The Coretec Group, Inc. was formed from the merger of Coretec Industries, LLC and 3DIcon Corporation®. Each company recognized the opportunity to advance the mission of enabling technologies through the strength of their combined resources. Coretec Industries' silicon-based technology was a synergistic match with 3DIcon's 3D display technology.

Coretec Industries, LLC

Coretec Industries, LLC was formed in 2015 in North Dakota to create technology-based solutions that address energy-focused market needs globally. The company was founded by three corporate entities: EOS Management LLC, Carlton James North Dakota, Ltd., and ChymaTek Energy Solutions, LLC. Principals supporting the business include Dennis Anderson, Simon Calton, and Ronald Dombrowski. The principals have combined expertise in forming and managing technology-based startups, fund raising, sales, and marketing. They were advised by Dr. Philip Boudjouk, an expert in silicon ("Si") chemistry, and Doug Freitag, an expert in the application of Si materials and federal business development.

3DIcon Corporation®

3DIcon Corporation was incorporated on August 11, 1995, under the laws of the State of Oklahoma as First Keating Corporation. Its articles of incorporation were amended August 1, 2003 to change the name to 3DIcon Corporation. In 2004, 3DIcon began to focus on the development of 360-degree holographic technology. Beginning in April 2004, 3DIcon engaged the University of Oklahoma to conduct a pilot study to determine the opportunity and feasibility for the creation of volumetric three dimensional display systems. On July 15, 2005, it entered into the first of a series of Sponsored Research Agreements ("SRAs") with the University, which expired on January 14, 2007. These SRA's resulted in the creation of three patents granted and four globally patent-pending applications for volumetric 3D displays, which the Company controls under a worldwide exclusive licensing agreement.
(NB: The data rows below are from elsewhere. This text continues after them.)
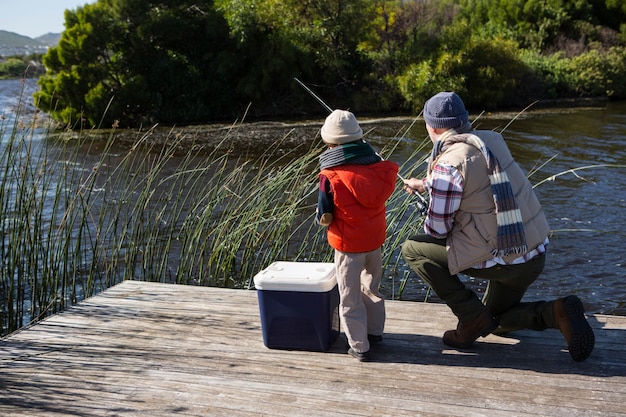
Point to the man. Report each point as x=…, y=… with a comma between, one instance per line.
x=485, y=221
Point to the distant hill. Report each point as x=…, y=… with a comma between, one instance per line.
x=13, y=44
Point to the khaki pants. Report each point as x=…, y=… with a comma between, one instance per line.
x=361, y=306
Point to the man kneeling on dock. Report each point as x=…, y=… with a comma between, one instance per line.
x=485, y=221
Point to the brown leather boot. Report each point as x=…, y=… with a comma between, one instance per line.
x=468, y=331
x=569, y=315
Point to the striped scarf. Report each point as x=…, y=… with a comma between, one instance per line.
x=511, y=236
x=359, y=152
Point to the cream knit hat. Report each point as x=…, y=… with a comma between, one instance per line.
x=341, y=127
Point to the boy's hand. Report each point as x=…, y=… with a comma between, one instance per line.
x=326, y=219
x=413, y=185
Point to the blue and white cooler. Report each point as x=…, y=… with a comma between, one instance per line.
x=299, y=305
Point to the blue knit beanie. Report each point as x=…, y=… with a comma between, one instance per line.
x=445, y=110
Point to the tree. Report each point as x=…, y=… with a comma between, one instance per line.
x=130, y=62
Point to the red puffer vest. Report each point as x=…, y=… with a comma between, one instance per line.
x=359, y=195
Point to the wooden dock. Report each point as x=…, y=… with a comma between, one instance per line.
x=146, y=349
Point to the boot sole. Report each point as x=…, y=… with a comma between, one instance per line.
x=583, y=339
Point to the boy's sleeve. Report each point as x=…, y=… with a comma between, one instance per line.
x=325, y=205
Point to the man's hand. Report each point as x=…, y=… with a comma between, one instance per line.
x=414, y=185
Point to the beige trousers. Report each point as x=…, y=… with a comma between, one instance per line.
x=361, y=305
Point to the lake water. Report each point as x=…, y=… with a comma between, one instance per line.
x=586, y=208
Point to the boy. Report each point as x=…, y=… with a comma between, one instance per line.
x=355, y=183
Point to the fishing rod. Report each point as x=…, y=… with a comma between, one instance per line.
x=315, y=96
x=422, y=204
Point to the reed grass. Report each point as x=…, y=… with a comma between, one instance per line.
x=79, y=216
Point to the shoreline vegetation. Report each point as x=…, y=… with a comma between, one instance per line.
x=163, y=212
x=81, y=213
x=131, y=66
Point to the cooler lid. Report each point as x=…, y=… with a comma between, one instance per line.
x=297, y=276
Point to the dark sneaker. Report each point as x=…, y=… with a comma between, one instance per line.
x=362, y=356
x=375, y=338
x=569, y=315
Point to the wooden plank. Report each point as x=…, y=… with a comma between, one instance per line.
x=157, y=349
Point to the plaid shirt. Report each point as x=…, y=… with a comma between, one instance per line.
x=445, y=187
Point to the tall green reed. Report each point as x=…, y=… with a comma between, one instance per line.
x=79, y=214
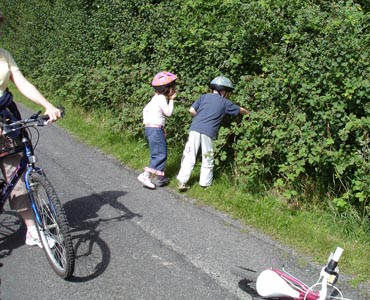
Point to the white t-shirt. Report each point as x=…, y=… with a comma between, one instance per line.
x=156, y=111
x=7, y=66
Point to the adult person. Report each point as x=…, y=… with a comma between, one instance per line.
x=9, y=71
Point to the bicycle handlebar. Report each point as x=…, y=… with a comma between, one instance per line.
x=40, y=120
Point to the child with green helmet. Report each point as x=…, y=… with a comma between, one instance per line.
x=208, y=111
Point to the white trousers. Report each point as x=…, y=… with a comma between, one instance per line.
x=189, y=157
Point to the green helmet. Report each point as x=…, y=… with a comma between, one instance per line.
x=221, y=83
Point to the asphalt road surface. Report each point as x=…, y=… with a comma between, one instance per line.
x=132, y=243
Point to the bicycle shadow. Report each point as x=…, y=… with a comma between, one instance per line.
x=248, y=281
x=91, y=251
x=12, y=233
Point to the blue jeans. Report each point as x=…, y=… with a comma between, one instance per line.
x=158, y=150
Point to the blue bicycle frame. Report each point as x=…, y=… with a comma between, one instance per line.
x=25, y=167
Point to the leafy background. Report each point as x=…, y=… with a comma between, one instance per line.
x=301, y=67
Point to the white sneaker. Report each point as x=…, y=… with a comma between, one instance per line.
x=183, y=187
x=32, y=239
x=146, y=181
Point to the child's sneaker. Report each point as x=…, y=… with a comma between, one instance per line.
x=32, y=239
x=146, y=181
x=183, y=187
x=162, y=181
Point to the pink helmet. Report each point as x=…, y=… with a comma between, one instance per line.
x=163, y=78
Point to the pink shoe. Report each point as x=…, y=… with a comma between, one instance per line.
x=146, y=181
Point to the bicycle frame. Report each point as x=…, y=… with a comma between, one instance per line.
x=24, y=168
x=279, y=284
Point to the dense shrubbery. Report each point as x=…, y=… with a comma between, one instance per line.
x=302, y=67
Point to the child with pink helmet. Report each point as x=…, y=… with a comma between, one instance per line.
x=154, y=119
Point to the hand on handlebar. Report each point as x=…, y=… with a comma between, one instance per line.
x=53, y=113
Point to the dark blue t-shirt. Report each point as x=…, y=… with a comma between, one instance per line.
x=211, y=109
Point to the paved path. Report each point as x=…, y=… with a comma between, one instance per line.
x=134, y=243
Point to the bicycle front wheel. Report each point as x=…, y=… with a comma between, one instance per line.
x=52, y=226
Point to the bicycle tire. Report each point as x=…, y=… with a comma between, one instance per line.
x=51, y=223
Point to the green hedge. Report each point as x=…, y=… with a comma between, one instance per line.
x=301, y=67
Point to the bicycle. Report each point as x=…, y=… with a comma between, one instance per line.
x=50, y=218
x=279, y=284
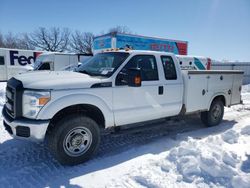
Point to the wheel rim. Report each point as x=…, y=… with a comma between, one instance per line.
x=216, y=112
x=77, y=141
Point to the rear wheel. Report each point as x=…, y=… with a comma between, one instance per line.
x=215, y=114
x=74, y=139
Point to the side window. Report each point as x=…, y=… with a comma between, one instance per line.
x=1, y=60
x=45, y=66
x=147, y=64
x=169, y=68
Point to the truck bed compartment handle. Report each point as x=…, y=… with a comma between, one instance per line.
x=160, y=90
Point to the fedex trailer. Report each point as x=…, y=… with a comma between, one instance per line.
x=119, y=40
x=14, y=61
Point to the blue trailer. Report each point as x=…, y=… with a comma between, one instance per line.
x=137, y=42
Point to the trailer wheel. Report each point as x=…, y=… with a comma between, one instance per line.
x=215, y=114
x=74, y=139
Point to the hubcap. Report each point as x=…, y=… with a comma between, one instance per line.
x=77, y=141
x=216, y=112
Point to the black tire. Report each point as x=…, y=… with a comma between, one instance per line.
x=74, y=139
x=215, y=114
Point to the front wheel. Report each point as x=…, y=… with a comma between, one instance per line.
x=74, y=139
x=215, y=114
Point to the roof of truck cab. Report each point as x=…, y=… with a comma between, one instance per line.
x=139, y=51
x=58, y=53
x=191, y=56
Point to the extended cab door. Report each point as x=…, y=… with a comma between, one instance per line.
x=154, y=99
x=135, y=104
x=172, y=83
x=3, y=67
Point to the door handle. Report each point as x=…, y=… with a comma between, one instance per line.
x=160, y=90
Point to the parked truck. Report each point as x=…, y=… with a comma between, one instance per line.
x=138, y=42
x=113, y=89
x=56, y=61
x=14, y=61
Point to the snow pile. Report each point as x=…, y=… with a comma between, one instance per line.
x=196, y=163
x=177, y=154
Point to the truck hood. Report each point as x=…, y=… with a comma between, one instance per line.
x=56, y=80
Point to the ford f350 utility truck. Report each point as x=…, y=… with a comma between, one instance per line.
x=14, y=61
x=112, y=89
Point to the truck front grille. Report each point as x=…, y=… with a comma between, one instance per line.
x=10, y=96
x=14, y=92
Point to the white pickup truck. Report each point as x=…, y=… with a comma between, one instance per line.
x=112, y=89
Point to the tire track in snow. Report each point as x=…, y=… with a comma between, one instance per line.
x=25, y=164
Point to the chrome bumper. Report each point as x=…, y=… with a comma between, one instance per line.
x=34, y=130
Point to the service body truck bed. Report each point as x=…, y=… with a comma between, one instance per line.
x=111, y=90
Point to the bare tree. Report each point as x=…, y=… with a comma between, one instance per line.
x=82, y=42
x=10, y=40
x=18, y=41
x=120, y=29
x=53, y=39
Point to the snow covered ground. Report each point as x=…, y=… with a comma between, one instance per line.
x=174, y=153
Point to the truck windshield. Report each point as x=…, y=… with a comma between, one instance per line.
x=40, y=60
x=103, y=64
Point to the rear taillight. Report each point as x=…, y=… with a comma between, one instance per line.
x=208, y=63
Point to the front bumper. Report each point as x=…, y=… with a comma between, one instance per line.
x=23, y=128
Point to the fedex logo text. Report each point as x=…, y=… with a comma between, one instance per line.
x=22, y=60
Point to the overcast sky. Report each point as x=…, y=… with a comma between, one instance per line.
x=216, y=28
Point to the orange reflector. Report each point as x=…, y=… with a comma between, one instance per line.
x=137, y=80
x=43, y=100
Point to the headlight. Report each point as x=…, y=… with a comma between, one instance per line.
x=33, y=101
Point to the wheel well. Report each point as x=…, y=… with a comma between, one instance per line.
x=222, y=98
x=86, y=109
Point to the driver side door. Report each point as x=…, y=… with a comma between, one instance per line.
x=136, y=104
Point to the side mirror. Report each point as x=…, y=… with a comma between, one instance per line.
x=134, y=77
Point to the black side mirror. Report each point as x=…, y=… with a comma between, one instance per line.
x=134, y=77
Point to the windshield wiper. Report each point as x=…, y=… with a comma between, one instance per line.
x=85, y=72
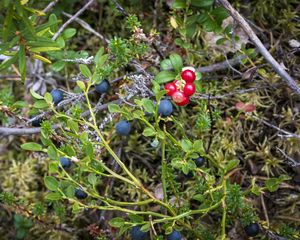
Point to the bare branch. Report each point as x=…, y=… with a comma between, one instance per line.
x=222, y=65
x=260, y=47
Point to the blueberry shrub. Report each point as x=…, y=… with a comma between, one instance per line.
x=147, y=120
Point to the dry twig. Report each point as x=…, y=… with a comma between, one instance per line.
x=260, y=47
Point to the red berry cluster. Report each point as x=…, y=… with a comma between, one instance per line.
x=181, y=90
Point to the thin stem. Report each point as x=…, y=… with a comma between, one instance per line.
x=164, y=169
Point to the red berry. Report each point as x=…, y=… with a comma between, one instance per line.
x=171, y=88
x=178, y=97
x=189, y=89
x=188, y=76
x=183, y=103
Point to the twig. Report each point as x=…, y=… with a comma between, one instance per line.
x=6, y=131
x=56, y=35
x=286, y=133
x=292, y=162
x=50, y=5
x=87, y=27
x=222, y=65
x=242, y=91
x=260, y=47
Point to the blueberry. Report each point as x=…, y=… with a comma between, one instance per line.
x=165, y=108
x=175, y=235
x=137, y=234
x=123, y=128
x=37, y=122
x=252, y=229
x=57, y=96
x=80, y=194
x=65, y=162
x=189, y=174
x=102, y=87
x=200, y=161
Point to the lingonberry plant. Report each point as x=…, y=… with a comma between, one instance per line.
x=152, y=154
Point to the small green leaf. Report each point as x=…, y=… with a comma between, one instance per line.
x=117, y=222
x=81, y=85
x=69, y=32
x=202, y=3
x=166, y=64
x=22, y=62
x=73, y=125
x=32, y=146
x=179, y=4
x=176, y=62
x=51, y=183
x=102, y=59
x=165, y=76
x=186, y=145
x=85, y=70
x=35, y=95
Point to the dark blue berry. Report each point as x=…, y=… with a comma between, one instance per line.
x=189, y=174
x=200, y=161
x=252, y=229
x=80, y=194
x=37, y=122
x=123, y=128
x=57, y=96
x=102, y=87
x=65, y=162
x=137, y=234
x=175, y=235
x=165, y=108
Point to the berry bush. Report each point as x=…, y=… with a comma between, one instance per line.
x=147, y=120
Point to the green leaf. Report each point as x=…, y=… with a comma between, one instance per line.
x=51, y=183
x=186, y=145
x=44, y=49
x=32, y=146
x=73, y=125
x=6, y=63
x=92, y=178
x=272, y=184
x=81, y=85
x=35, y=95
x=117, y=222
x=166, y=64
x=85, y=70
x=53, y=196
x=101, y=60
x=202, y=3
x=148, y=132
x=22, y=62
x=69, y=32
x=176, y=62
x=165, y=76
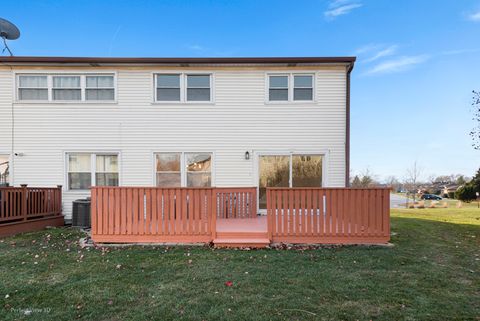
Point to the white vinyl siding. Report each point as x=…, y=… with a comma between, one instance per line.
x=136, y=129
x=32, y=87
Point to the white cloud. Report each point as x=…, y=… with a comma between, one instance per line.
x=474, y=16
x=459, y=51
x=367, y=49
x=341, y=7
x=398, y=64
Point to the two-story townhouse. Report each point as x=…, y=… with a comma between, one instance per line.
x=264, y=122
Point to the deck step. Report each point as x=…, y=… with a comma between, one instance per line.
x=241, y=242
x=242, y=235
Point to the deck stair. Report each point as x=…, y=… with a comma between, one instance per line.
x=249, y=232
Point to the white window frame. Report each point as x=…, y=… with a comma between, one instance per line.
x=83, y=84
x=17, y=87
x=290, y=154
x=10, y=165
x=183, y=169
x=51, y=88
x=291, y=87
x=93, y=167
x=183, y=87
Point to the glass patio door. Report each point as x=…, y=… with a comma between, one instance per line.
x=291, y=170
x=273, y=171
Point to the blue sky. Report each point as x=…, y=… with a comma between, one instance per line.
x=418, y=60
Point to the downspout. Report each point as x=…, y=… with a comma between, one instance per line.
x=347, y=128
x=12, y=153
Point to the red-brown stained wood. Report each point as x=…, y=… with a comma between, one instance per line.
x=123, y=212
x=93, y=211
x=130, y=212
x=308, y=211
x=348, y=216
x=296, y=215
x=117, y=212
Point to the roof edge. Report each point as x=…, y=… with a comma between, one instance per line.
x=177, y=60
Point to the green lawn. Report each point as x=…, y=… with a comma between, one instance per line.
x=432, y=273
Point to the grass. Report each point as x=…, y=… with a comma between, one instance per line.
x=432, y=273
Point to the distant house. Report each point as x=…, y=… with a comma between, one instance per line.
x=447, y=189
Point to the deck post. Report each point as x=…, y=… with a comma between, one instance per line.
x=269, y=214
x=59, y=201
x=24, y=201
x=213, y=205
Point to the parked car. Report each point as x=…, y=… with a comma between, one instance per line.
x=431, y=197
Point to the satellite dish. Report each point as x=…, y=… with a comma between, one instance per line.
x=8, y=31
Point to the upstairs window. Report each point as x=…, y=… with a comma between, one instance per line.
x=303, y=87
x=290, y=87
x=32, y=87
x=4, y=170
x=66, y=88
x=168, y=87
x=278, y=89
x=198, y=87
x=183, y=88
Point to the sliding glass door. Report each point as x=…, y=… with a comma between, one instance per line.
x=273, y=171
x=288, y=170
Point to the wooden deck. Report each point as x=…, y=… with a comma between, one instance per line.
x=227, y=218
x=249, y=232
x=26, y=209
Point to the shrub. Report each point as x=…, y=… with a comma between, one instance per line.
x=466, y=193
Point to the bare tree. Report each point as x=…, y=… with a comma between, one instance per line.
x=475, y=133
x=365, y=179
x=412, y=179
x=394, y=183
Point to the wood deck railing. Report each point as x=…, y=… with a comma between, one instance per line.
x=328, y=215
x=151, y=214
x=25, y=208
x=26, y=203
x=238, y=202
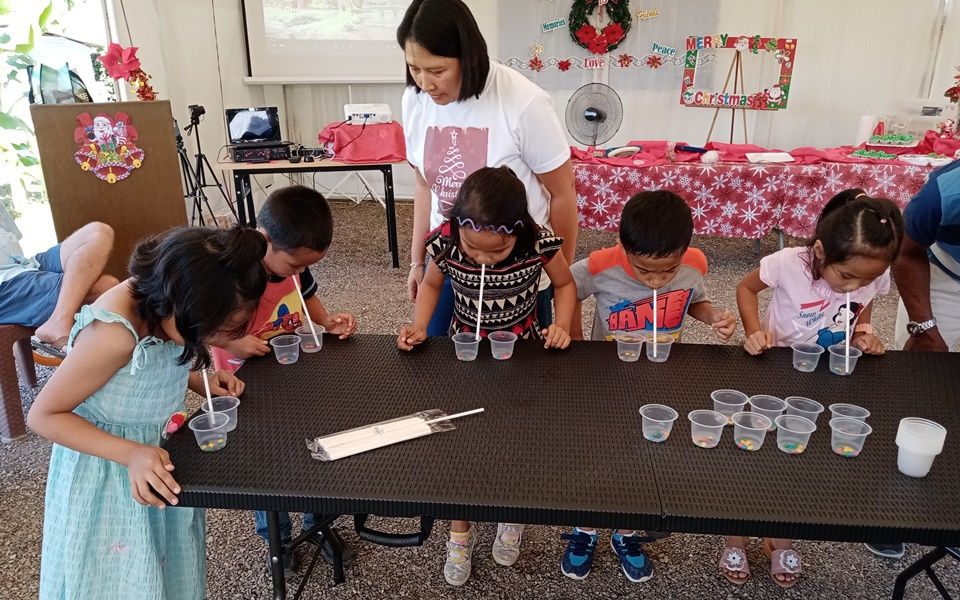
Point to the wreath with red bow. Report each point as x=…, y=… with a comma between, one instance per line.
x=599, y=41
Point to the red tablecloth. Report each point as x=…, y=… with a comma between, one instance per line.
x=740, y=200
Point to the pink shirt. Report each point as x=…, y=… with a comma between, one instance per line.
x=803, y=310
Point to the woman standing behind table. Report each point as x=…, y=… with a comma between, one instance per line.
x=462, y=112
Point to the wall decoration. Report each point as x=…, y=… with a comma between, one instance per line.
x=773, y=97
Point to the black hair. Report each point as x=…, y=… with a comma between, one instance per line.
x=494, y=197
x=200, y=277
x=297, y=217
x=656, y=223
x=447, y=28
x=855, y=224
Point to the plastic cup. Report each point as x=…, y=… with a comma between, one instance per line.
x=307, y=343
x=848, y=411
x=803, y=407
x=769, y=406
x=628, y=347
x=706, y=427
x=806, y=356
x=793, y=433
x=227, y=405
x=919, y=442
x=848, y=436
x=286, y=348
x=749, y=429
x=657, y=421
x=661, y=351
x=838, y=359
x=501, y=344
x=466, y=345
x=728, y=403
x=210, y=430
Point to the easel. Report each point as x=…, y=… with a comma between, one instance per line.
x=736, y=68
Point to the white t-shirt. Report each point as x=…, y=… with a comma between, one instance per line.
x=512, y=123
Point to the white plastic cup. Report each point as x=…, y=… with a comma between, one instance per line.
x=728, y=403
x=806, y=356
x=793, y=433
x=501, y=344
x=706, y=427
x=307, y=343
x=227, y=405
x=749, y=430
x=467, y=345
x=919, y=442
x=838, y=359
x=657, y=421
x=769, y=406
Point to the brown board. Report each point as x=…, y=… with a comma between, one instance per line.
x=143, y=200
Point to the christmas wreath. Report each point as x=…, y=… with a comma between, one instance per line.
x=599, y=41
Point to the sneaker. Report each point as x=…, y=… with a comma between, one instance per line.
x=887, y=550
x=459, y=560
x=636, y=565
x=578, y=557
x=506, y=548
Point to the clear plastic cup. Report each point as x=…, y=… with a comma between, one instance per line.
x=728, y=403
x=793, y=433
x=848, y=436
x=660, y=351
x=769, y=406
x=466, y=345
x=919, y=441
x=657, y=421
x=838, y=359
x=501, y=344
x=806, y=356
x=848, y=411
x=628, y=347
x=706, y=427
x=803, y=407
x=286, y=348
x=307, y=343
x=210, y=430
x=227, y=405
x=749, y=429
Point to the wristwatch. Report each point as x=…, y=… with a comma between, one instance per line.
x=915, y=329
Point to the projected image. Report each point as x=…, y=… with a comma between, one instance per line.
x=333, y=20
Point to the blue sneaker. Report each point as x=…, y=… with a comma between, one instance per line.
x=578, y=557
x=636, y=565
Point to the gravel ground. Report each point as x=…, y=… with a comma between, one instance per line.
x=355, y=276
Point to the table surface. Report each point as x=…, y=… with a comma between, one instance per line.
x=560, y=442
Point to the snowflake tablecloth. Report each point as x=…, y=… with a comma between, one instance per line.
x=740, y=200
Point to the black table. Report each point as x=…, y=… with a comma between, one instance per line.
x=560, y=443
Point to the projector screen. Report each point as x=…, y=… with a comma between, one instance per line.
x=331, y=41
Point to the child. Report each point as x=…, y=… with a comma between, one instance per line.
x=106, y=406
x=298, y=225
x=653, y=254
x=857, y=238
x=490, y=226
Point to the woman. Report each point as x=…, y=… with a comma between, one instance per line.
x=460, y=113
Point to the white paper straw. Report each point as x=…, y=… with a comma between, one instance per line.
x=306, y=313
x=483, y=270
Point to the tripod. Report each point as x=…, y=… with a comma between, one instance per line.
x=195, y=177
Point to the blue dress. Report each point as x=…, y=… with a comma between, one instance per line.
x=98, y=542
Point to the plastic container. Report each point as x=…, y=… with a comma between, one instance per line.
x=706, y=427
x=749, y=430
x=793, y=433
x=286, y=348
x=919, y=442
x=657, y=421
x=728, y=403
x=848, y=436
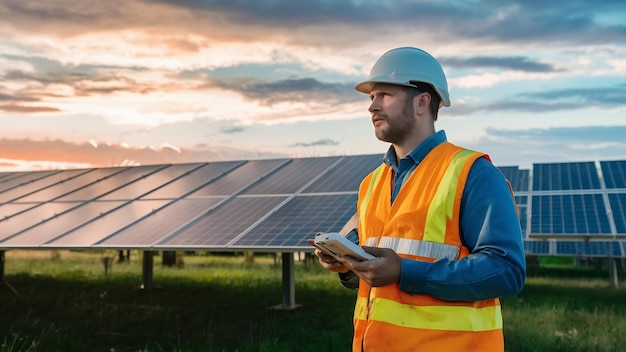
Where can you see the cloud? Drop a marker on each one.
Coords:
(524, 147)
(554, 100)
(321, 142)
(31, 154)
(517, 63)
(301, 90)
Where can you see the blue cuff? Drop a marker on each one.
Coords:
(413, 276)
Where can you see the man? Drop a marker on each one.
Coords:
(440, 220)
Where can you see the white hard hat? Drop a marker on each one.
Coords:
(402, 66)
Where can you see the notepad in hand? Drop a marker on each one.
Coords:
(337, 246)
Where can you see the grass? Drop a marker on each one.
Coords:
(65, 302)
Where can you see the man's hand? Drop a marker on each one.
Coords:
(328, 262)
(382, 271)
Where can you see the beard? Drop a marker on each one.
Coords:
(397, 129)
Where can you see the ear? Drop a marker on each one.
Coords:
(421, 103)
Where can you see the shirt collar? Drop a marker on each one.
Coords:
(419, 153)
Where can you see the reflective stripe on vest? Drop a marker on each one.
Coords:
(439, 317)
(416, 247)
(435, 230)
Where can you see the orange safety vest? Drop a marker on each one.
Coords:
(422, 224)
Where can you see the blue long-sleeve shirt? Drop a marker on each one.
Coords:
(490, 228)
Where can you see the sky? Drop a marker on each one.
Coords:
(129, 82)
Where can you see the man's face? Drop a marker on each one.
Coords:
(392, 113)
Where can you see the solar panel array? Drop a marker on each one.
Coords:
(277, 204)
(265, 205)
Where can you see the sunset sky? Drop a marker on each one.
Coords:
(128, 82)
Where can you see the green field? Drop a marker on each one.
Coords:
(65, 302)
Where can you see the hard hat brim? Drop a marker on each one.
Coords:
(366, 87)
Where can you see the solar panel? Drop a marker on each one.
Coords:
(588, 249)
(518, 178)
(300, 219)
(32, 217)
(537, 247)
(20, 181)
(565, 176)
(158, 224)
(150, 182)
(110, 183)
(106, 224)
(190, 182)
(58, 225)
(68, 186)
(10, 209)
(523, 215)
(240, 178)
(569, 214)
(618, 208)
(222, 225)
(293, 176)
(16, 193)
(614, 173)
(347, 175)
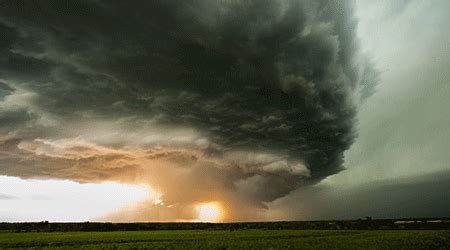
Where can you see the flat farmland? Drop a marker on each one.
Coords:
(221, 239)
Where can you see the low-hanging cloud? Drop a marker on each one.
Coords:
(236, 101)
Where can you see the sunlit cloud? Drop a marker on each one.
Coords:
(63, 200)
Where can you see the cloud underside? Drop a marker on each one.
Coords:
(242, 102)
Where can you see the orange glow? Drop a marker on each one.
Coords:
(209, 212)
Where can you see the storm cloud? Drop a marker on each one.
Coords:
(238, 101)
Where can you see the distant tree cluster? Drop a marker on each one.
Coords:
(360, 224)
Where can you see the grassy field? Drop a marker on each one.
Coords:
(241, 239)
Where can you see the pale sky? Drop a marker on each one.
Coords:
(255, 108)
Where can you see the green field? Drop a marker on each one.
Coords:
(241, 239)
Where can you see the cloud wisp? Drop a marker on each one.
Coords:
(240, 102)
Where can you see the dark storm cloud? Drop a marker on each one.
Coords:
(270, 82)
(408, 197)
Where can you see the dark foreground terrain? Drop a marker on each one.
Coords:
(350, 234)
(240, 239)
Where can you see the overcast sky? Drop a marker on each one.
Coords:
(276, 110)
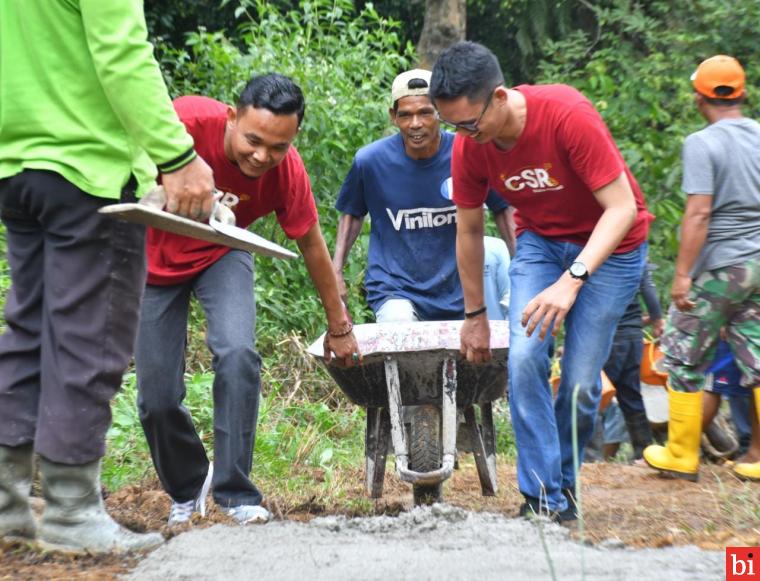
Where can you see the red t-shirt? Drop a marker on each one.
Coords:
(564, 153)
(285, 190)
A key challenge to commercialization of the volumetric three dimensional display system has been to identify an image chamber material that will provide a display with the desired market driven capabilities, e.g., size, weight, cost, resolution, video, and full color. Approaches considered included rare earth doped crystals, doped glasses and nanoparticle filled polymers. After examining a large number of rare earth doped materials it was concluded that, while rare earth doped crystals and glasses could meet many of the performance criteria, they could not meet size, weight, and cost criteria.